– Ах ты гад!

Он дёрнулся из рук Ильхома и боднул державшую туристку Матрёну. Посох в руках отца Рифата крутанулся, и турист полетел с помоста, где был схвачен крепкими руками братьев Потаповыми. Лицо неудачливого беглеца оказалось в локте от моего. В лицо пахнуло чужим, не московским. Одежды, еды, другого города. Мимолётно-родным. Так пахнет знакомый человек. Чёрные глаза впились взглядом в мои.

– А ты оказался сволочью, – тихо сказал он и плюнул.

Я только утёрся. А что ещё оставалось? На душе появилось сосущее ощущение, что всё идёт как-то не так. Не правильно идёт.

Когда мы с Люськой шли домой из-за барсучишни навстречу вышел Леший. Долгий взгляд белёсых глаз, казалось, уже вытащил у меня из головы всё интересующее, но Леший всё-таки спросил:

– Ничего не вспомнил, Виталий Алексеевич? Я так понял, дядя Лёша – твой отец. А фамилию не вспомнил?

Я не хотел врать. Да и кто будет врать этому человеку? Таких не знаю.

– Нет, Леший. Я же сказал: не знаю я этих людей.

– Ну да, ну да. Я сегодня с ними побеседую, расспрошу. А ты завтра загляни с утреца. Может, что интересное из твоего прошлого расскажу… или ты расскажешь.

Вот тут я перетрусил. Обычно туристы после показа на площади некоторое время жили при церкви. Постом и проповедями отец Рифат пытался привить новым жителям благочестие. Мне нравились сказки про Будду и про греческих богов. И не обязательно было уверовать. Достаточно отказаться от прошлой неправедной жизни. Мне было достаточно трёх дней: кроме имени из прошлой жизни я и так ничего не помнил. Некоторые прикидывались, а потом убегали. Вот только куда? Если кикиморы или русалки не словят, зверьё пообедает. Днём-то постоянный пригляд. А ночью лес просыпается.

Если за месяц туристы всё равно рвались туда, откуда пришли, они попадали на одну ночь к Лешему. Что с ними делал доктор, никто доподлинно не знал, но слухи ходили разные.
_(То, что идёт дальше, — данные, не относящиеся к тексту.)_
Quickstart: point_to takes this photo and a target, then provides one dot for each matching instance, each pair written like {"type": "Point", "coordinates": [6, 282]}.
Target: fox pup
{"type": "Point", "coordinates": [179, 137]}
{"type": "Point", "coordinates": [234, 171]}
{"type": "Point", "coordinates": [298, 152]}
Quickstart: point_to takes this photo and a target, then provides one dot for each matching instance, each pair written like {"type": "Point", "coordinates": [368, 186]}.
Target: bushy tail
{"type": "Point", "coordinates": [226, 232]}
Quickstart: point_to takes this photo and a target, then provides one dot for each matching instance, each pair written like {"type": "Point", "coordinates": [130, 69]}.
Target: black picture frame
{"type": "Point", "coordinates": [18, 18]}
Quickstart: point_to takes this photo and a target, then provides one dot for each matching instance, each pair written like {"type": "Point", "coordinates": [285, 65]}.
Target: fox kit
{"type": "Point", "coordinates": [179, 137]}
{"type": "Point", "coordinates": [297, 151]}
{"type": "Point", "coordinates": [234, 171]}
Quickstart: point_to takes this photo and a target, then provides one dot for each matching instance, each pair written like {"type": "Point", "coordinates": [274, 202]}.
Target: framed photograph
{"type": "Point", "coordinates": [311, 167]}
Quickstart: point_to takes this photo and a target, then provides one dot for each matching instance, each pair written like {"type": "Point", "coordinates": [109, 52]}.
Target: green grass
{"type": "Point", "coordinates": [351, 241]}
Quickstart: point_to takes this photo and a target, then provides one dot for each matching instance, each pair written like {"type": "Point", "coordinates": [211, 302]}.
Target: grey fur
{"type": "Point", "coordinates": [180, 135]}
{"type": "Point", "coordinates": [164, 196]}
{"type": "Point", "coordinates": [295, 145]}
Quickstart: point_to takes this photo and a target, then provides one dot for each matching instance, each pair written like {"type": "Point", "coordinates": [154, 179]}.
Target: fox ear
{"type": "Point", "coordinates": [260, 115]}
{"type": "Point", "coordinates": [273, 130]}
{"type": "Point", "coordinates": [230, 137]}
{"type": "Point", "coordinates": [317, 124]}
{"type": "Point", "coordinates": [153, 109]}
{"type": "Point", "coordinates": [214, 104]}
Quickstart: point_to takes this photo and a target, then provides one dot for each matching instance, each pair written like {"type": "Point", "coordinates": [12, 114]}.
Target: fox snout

Кто-то говорил, что слышал в эти ночи, как из дома Лешего доносились жуткие крики. Врут, наверное. Я бы ни за что не попёрся через поле к дому, стоящему на отшибе, под окнами подслушивать. Вот только люди после посещения этого дома менялись. Большинство становились спокойными и не разговорчивыми. Только слюни пускали. У других же привычки разные появлялись. Как, например, у кикимор – людей жрать. Некоторые становились буйными. Их этим самым кикиморам и отдавали.
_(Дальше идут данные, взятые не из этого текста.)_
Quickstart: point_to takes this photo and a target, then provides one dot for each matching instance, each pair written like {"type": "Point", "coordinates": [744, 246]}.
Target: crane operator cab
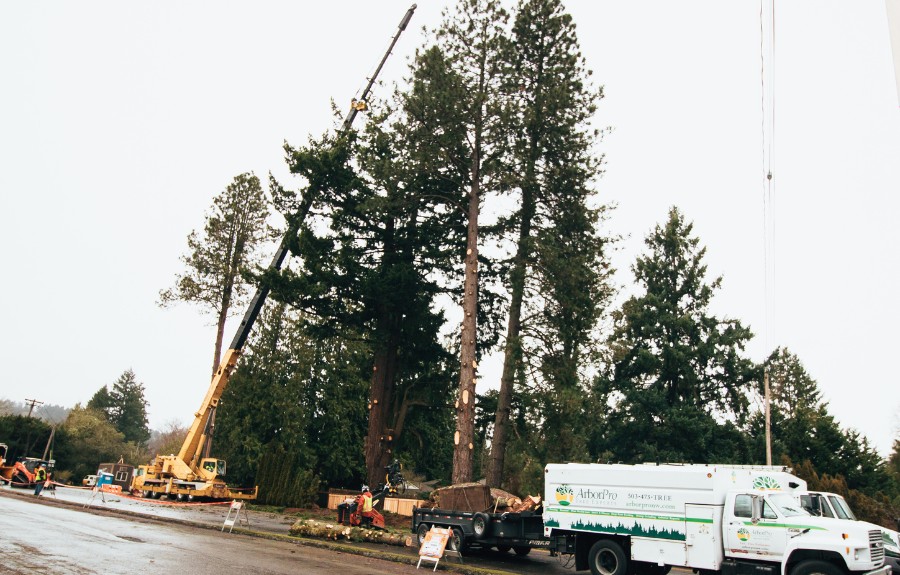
{"type": "Point", "coordinates": [210, 468]}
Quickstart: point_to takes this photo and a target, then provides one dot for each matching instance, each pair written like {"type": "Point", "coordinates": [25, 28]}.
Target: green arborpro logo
{"type": "Point", "coordinates": [564, 495]}
{"type": "Point", "coordinates": [764, 482]}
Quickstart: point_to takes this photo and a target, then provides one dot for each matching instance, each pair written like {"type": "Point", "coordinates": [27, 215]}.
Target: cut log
{"type": "Point", "coordinates": [470, 497]}
{"type": "Point", "coordinates": [530, 503]}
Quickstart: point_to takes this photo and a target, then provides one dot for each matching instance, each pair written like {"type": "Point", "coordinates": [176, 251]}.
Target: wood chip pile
{"type": "Point", "coordinates": [475, 497]}
{"type": "Point", "coordinates": [338, 532]}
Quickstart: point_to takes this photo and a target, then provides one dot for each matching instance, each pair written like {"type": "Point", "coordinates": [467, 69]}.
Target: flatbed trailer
{"type": "Point", "coordinates": [504, 531]}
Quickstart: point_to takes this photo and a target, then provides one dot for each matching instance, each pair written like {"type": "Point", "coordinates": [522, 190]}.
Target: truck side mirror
{"type": "Point", "coordinates": [755, 508]}
{"type": "Point", "coordinates": [815, 504]}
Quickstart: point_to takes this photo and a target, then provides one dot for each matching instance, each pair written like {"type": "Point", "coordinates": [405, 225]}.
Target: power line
{"type": "Point", "coordinates": [31, 403]}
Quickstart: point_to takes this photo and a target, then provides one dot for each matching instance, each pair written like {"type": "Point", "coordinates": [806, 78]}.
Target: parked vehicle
{"type": "Point", "coordinates": [21, 473]}
{"type": "Point", "coordinates": [646, 519]}
{"type": "Point", "coordinates": [503, 531]}
{"type": "Point", "coordinates": [192, 473]}
{"type": "Point", "coordinates": [733, 520]}
{"type": "Point", "coordinates": [824, 504]}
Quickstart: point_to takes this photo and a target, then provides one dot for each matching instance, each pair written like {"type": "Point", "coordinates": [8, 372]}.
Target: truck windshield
{"type": "Point", "coordinates": [841, 509]}
{"type": "Point", "coordinates": [787, 505]}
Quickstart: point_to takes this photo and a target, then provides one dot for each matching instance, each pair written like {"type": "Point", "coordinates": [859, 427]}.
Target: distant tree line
{"type": "Point", "coordinates": [466, 218]}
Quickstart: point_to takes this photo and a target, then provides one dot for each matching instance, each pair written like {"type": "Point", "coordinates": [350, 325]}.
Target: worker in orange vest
{"type": "Point", "coordinates": [40, 476]}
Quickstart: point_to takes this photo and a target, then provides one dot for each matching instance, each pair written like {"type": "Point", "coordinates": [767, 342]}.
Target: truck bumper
{"type": "Point", "coordinates": [883, 570]}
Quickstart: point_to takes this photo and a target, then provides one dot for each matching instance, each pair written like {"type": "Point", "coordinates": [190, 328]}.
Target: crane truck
{"type": "Point", "coordinates": [646, 519]}
{"type": "Point", "coordinates": [193, 473]}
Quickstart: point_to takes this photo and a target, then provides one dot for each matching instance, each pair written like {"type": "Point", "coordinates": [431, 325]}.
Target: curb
{"type": "Point", "coordinates": [303, 541]}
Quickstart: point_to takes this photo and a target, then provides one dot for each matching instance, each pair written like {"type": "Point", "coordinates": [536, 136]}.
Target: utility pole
{"type": "Point", "coordinates": [768, 421]}
{"type": "Point", "coordinates": [31, 403]}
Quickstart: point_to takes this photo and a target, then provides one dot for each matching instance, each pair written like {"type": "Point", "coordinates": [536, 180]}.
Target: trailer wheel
{"type": "Point", "coordinates": [421, 531]}
{"type": "Point", "coordinates": [457, 540]}
{"type": "Point", "coordinates": [815, 568]}
{"type": "Point", "coordinates": [607, 558]}
{"type": "Point", "coordinates": [479, 525]}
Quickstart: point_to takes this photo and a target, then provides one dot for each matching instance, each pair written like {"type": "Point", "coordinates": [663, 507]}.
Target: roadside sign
{"type": "Point", "coordinates": [230, 520]}
{"type": "Point", "coordinates": [433, 546]}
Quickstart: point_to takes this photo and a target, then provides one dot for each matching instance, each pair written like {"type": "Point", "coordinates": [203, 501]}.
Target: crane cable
{"type": "Point", "coordinates": [767, 80]}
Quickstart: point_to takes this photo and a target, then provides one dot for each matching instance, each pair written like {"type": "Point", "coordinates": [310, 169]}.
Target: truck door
{"type": "Point", "coordinates": [704, 536]}
{"type": "Point", "coordinates": [765, 540]}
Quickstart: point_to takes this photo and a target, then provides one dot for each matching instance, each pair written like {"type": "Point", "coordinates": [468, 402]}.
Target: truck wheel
{"type": "Point", "coordinates": [479, 525]}
{"type": "Point", "coordinates": [607, 558]}
{"type": "Point", "coordinates": [815, 568]}
{"type": "Point", "coordinates": [422, 530]}
{"type": "Point", "coordinates": [457, 540]}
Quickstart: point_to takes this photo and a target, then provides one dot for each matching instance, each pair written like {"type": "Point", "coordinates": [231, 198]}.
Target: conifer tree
{"type": "Point", "coordinates": [679, 372]}
{"type": "Point", "coordinates": [557, 254]}
{"type": "Point", "coordinates": [235, 228]}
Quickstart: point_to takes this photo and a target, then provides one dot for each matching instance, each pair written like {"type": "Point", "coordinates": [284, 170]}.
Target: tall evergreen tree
{"type": "Point", "coordinates": [367, 268]}
{"type": "Point", "coordinates": [102, 402]}
{"type": "Point", "coordinates": [473, 39]}
{"type": "Point", "coordinates": [679, 373]}
{"type": "Point", "coordinates": [235, 228]}
{"type": "Point", "coordinates": [554, 165]}
{"type": "Point", "coordinates": [128, 411]}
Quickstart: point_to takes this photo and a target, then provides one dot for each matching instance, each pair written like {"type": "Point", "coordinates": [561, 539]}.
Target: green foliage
{"type": "Point", "coordinates": [678, 371]}
{"type": "Point", "coordinates": [128, 409]}
{"type": "Point", "coordinates": [124, 407]}
{"type": "Point", "coordinates": [168, 441]}
{"type": "Point", "coordinates": [86, 439]}
{"type": "Point", "coordinates": [24, 436]}
{"type": "Point", "coordinates": [284, 479]}
{"type": "Point", "coordinates": [234, 231]}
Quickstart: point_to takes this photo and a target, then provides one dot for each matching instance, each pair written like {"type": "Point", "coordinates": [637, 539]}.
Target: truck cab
{"type": "Point", "coordinates": [712, 519]}
{"type": "Point", "coordinates": [834, 506]}
{"type": "Point", "coordinates": [772, 527]}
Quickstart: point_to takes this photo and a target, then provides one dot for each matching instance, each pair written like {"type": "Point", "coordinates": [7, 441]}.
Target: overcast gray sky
{"type": "Point", "coordinates": [120, 121]}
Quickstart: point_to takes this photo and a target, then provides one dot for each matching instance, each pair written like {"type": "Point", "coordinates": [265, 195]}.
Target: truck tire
{"type": "Point", "coordinates": [480, 524]}
{"type": "Point", "coordinates": [813, 567]}
{"type": "Point", "coordinates": [607, 558]}
{"type": "Point", "coordinates": [457, 540]}
{"type": "Point", "coordinates": [644, 568]}
{"type": "Point", "coordinates": [421, 531]}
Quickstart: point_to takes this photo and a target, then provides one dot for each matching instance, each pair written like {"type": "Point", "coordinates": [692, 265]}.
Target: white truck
{"type": "Point", "coordinates": [733, 520]}
{"type": "Point", "coordinates": [825, 504]}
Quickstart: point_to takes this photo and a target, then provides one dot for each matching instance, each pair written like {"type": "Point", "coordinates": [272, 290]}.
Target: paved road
{"type": "Point", "coordinates": [144, 515]}
{"type": "Point", "coordinates": [44, 538]}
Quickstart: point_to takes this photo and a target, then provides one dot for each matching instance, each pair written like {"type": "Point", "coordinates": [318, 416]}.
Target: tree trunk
{"type": "Point", "coordinates": [464, 437]}
{"type": "Point", "coordinates": [512, 354]}
{"type": "Point", "coordinates": [380, 439]}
Из мрачных раздумий меня вывела подруга:

– Весь день тут торчать собираешься?

Я огляделся. Лешего уже рядом не было. Мы пошли домой. Солнце ведь ещё высоко. Все трудятся, кто в поле, кто по хозяйству. Нужно лозу рубить и кору драть. А ещё дров наколоть. Впрок, на зиму. У меня на подворье дров много. Для себя и для соседей. И печку нужно топить в летней кухне. Кто же печку летом в избе топит? Я люблю зимой возле печки сидеть, на огонь смотреть, слушать, как дрова потрескивают. А растапливать не люблю: кашляю от дыма. Вот и жду, когда кузнец Ибрагим заводит свою ТЭЦ. По вечерам на улице становится светло, а в избах – батареи горячие. И топить не нужно.

А ещё зимой люблю масленичные гуляния. Каждый двор готовит в общак угощения. Блины, расстегаи, катание на заячьи тройках. Зайцы – это вам не барсуки, транспорт так себе. Каждый норовит скакнуть в свою сторону. В дрожках набивается до двух дюжин москвичей. Половина вылетает при первом рывке. Оставшиеся. В массе своей не едут, а мотаются, как флажки. Зацепившись за борта. Последнему удержавшемуся приз – выхухолевая шапка, предмет вожделения и гордости любого модника.

Или ещё стоя на досках с горки. А кто боится – на санках. А в прошлую зиму повезло, подморозило. По льду куда как быстрее. И не так пачкаешься. Кулачные бои нравились меньше: там побеждали либо Потаповы, либо Гавриловы. Раньше, говорят, пробовали грибники соревноваться. Силушки у них доставало, но супротив природы не попрёшь. Потаповы задирали противников крепкими когтями. У Гавриловых руки были значительно длиннее.